Just goes to show you cannot believe what people say, you have to watch what they do. However ,Bush got back in after 4 years of wreckage, so who knows what is ahead. BP got a four year deal on the 20 bil so they will come out ok, but the poor people that got their mess are sunk. ^The military and big business will survive, everyone else look out, it is take care of yourself as best you can. Isn`t capitalism wonderful?

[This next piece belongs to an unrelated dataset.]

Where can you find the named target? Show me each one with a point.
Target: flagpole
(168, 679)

Make-believe world demands a 'BP gets a pass' construct. Very few are seeking a pass for BP, but a great many are demanding a kick to Obama. Full spectrum luncheon for 60 days before word gets out that he refused foreign assistance in order to appease the unions. Then the sham of the moratorium and its fraudulence combined with the ideological drive to Cap and Trade presents a president flat footed and on the ropes
Just wait until the first hurricane comes along and moves much of this oil inland twenty or thirty miles. Then we'll see how much people want to give BP a pass. At that point, everything will be out for people to see, not just invisibly killing everything it touches underneath the water.
I propose that the letters BP be re-branded from "British Petroleum" to "Big Polluters." It's more descriptive and accurate. We don't even need a law or court order to do the name change. All we have to do is consistently and continually refer to BP as Big Polluters. I figure the BP brand is permanently destroyed anyway, so expect a legal name change soon. The funny thing is, if you - as a real person - go to court for a name change, the judge explicitly requires you to state under oath that the name change is not for the purposes of fraud. i.e. an attempt to avoid debts or other responsibilities. Funny that corporations do exactly this, yet are never denied the name change. e.g. Backwater --> Xe.
And just for the record, I am not assuming any responsibility for this devastation, nor should any citizen not directly connected with the operation. I didn't drill the hole, Big Polluters did. I didn't dismiss safety regulations and make false claims about spill response capabilities, Big Polluters did. I didn't make promises I couldn't or wouldn't keep; Big Polluters did.
Big Polluters are unequivocally responsible, and every American should be demanding - in no uncertain terms - that Big Polluters pay in a way that really hurts: revoke their corporate charter, imprison the executive and technical decision-makers who bypassed safety requirements, and seize all assets of the Big Polluters and liquidate them in order to compensate the innocent victims.
Anything less is an invitation to the other oil companies to despoil the natural world at every opportunity.
"but BP shunned the help and sent for them last week only after the feds required it"
My guess is that the previous US VP Darth Viper counseled BP to shun help because accepting help would only "aid and comfort" the enemy - the forces of ethics/morality, equity/justice. Land of the free!!
On the other side of the coin are the liberals who stood by, while the extreme right destroyed everything, because they wanted their turn at the throne.